Не думал малыш Жа об этом ранее, только теперь услышал новость по соседскому телевизору, что в меру богатый и чересчур известный художник, которого ему довелось слушать еще в детстве и после, повесился вверх тормашками и умер от нелепости своей же. Хохоту было-то поди. Наверное, столько же смеху слышала и его мать от самой же себя, изучая и наблюдая за барахтаньем малыша в ледяной луже его слез. Когда-то он умел плакать. А теперь иссох. Это все от недоедания. Да на нем можно уроки проводить, пальпировать аппендикс, например. Если сильно постараться, можно его неживого еще и руками достать, только тонкими, женскими, любимыми. Другим и не позволил бы. А любимые – они все те, что тонкие, изящные, с душком у запястья. Да и незачем им в лица смотреть, таким рукам.
– : —
– Малыш Жа, ну сколько можно себя терзать!? Чего ты хочешь?

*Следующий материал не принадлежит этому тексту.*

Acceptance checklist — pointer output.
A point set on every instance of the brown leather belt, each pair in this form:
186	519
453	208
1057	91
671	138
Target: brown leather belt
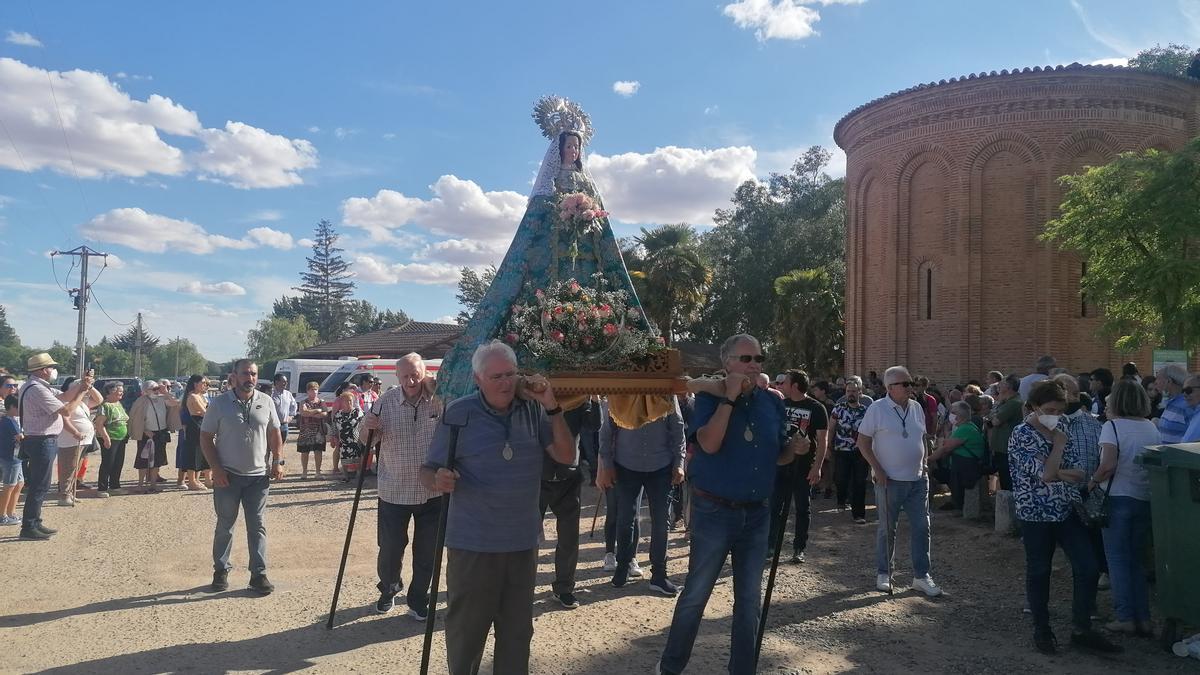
727	503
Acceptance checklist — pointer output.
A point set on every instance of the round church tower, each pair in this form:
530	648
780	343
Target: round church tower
948	186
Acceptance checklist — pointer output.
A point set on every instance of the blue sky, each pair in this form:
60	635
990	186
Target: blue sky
199	143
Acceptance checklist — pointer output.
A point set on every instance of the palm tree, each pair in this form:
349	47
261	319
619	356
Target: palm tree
671	275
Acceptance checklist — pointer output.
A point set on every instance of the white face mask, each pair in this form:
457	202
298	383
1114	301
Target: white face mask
1049	420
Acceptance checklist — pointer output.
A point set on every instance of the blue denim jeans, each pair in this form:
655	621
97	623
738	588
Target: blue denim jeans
249	493
1123	542
717	532
41	452
1041	539
629	488
912	497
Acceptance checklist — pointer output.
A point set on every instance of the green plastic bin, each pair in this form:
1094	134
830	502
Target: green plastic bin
1175	502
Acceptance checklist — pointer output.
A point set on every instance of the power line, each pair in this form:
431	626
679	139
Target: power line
106	311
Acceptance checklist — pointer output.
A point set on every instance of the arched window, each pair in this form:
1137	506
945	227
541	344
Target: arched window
925	292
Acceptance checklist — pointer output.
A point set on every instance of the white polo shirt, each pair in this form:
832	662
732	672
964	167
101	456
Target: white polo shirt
887	423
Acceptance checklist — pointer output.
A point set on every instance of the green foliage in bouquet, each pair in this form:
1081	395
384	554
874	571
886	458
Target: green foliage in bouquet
568	326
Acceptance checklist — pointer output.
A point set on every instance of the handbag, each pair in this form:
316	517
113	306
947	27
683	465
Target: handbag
1093	508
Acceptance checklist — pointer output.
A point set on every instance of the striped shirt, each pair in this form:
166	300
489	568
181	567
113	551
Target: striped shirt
1174	422
406	431
40	408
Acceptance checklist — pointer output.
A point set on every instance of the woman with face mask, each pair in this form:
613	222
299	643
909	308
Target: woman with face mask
1045	487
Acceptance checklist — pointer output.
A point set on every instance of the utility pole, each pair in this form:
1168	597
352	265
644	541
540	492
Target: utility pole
137	351
83	254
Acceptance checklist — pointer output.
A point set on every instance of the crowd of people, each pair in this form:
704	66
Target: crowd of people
733	461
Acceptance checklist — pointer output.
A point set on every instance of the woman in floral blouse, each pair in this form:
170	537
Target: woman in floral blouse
1045	488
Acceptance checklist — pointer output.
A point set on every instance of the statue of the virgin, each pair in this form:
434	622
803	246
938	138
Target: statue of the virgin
543	250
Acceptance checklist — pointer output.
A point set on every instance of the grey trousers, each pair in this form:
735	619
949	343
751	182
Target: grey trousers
486	590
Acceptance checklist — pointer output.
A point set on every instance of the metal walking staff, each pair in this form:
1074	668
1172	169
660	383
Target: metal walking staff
349	529
438	549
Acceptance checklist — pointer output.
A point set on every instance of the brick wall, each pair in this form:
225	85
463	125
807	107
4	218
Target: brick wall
948	186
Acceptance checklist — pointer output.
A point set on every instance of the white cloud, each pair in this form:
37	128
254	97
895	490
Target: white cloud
1098	34
246	156
220	288
155	233
371	269
111	133
273	238
627	88
265	215
779	19
671	184
459	208
22	39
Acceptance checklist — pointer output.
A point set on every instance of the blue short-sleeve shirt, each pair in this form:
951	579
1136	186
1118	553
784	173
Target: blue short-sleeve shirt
495	502
743	470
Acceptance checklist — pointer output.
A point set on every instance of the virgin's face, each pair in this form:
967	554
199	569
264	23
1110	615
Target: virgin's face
570	153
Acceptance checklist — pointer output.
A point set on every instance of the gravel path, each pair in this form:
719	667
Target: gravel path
123	589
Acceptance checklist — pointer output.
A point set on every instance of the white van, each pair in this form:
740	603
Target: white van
383	369
303	371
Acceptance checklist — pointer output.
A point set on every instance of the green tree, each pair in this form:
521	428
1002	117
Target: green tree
472	290
327	287
7	335
671	276
809	323
793	221
1133	221
178	358
274	339
1173	59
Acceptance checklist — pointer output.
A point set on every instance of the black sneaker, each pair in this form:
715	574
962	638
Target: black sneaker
621	577
1045	641
261	585
567	599
1095	641
385	603
664	585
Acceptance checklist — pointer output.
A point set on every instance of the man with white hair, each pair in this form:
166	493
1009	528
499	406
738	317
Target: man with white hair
493	525
406	418
1179	411
1041	371
742	438
891	438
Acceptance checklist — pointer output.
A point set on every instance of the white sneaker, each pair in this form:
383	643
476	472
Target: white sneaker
927	586
883	583
635	571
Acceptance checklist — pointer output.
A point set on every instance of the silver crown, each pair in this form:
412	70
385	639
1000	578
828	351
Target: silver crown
556	114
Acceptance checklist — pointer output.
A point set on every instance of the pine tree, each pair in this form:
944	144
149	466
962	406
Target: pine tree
327	286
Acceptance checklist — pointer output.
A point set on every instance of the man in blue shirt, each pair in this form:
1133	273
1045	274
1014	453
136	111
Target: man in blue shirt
493	524
742	437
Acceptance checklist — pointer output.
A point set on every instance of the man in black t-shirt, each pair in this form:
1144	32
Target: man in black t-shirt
805	416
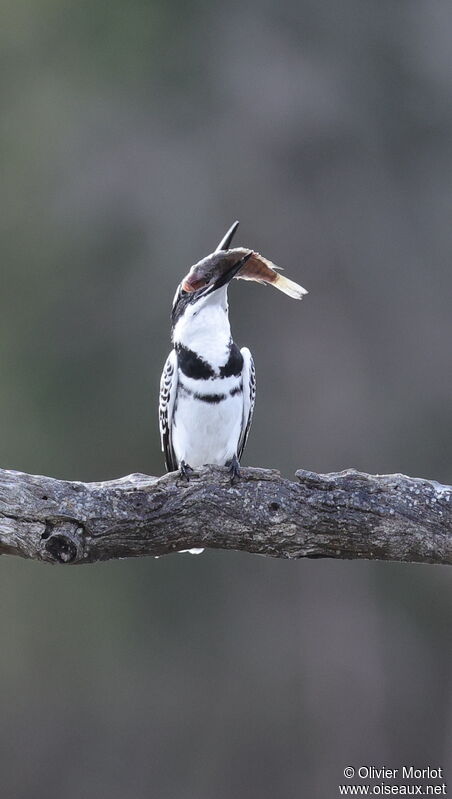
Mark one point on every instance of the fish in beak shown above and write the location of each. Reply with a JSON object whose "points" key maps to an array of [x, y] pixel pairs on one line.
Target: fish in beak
{"points": [[222, 266]]}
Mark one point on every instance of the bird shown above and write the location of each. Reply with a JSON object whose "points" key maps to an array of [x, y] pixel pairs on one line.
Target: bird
{"points": [[208, 384]]}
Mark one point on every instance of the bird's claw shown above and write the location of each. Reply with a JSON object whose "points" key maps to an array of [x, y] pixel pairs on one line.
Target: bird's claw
{"points": [[234, 470], [185, 470]]}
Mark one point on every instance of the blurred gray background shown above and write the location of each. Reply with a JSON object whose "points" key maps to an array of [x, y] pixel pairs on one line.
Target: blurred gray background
{"points": [[132, 135]]}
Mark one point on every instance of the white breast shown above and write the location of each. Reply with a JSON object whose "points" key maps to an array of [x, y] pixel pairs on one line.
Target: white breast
{"points": [[205, 432]]}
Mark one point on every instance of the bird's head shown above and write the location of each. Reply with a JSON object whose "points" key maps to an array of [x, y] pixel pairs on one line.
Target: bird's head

– Я хочу понять, зачем это все? Для чего я? Что значат мои сны? Почему все вокруг вижу я именно так, как вижу? Почему все чувства будто в сто крат сильнее со временем? Почему так больно, когда заканчивается «хорошо»? Почему так хорошо, когда вспоминаешь, как было больно, оттого что было хорошо? К чему все эти слова, откуда они берутся в моей голове? Почему так хочется не видеть больше своих любимых, убить их насовсем? Почему проще любить, когда уже некого любить, когда нет тех живых, которых любишь? Почему так страшно, что умрет любимый сам по себе, а не ты его убьешь? Зачем так часто думать? Как все прекратить? Как стать другим? Как оставаться собой? Как любить тебя, Асса, как тогда, в первую встречу? Как любить тебя, когда ты тоже умрешь? Как остановить ее, Времю?
– Никак.
– Тик-так. Тик-так.
декабрь, 25.
11:01
«Продам память. Дорого, но не очень».
Часть 2
– : —
«Отчего так мало нужно в жизни мне,
сигарет в кармане, мысли в голове,
чтобы было мило, сыро и тепло,
чтобы был я, больше чтобы никого?»
апрель, 7.
04:32
Этот чертов постельный режим закончился только что. Буквально пару минут назад, если думать о времени в таком ключе, в каком все привыкли. Малыш Жа решил это сам по себе. Говорит: «Здравствуй» своему маленькому уставшему телу, и оно восторженно отзывается: «Привет, ты обо мне подумал!» Малышу становится легко, как цветам, которые зарывают в землю. Те, которые стоят на Крещатике в пластмассовых урнах, мерзнут, мучаются и никак не могут дотянуться до рук, что могли бы их спасти. Дотянулись. Жа берет их и убегает.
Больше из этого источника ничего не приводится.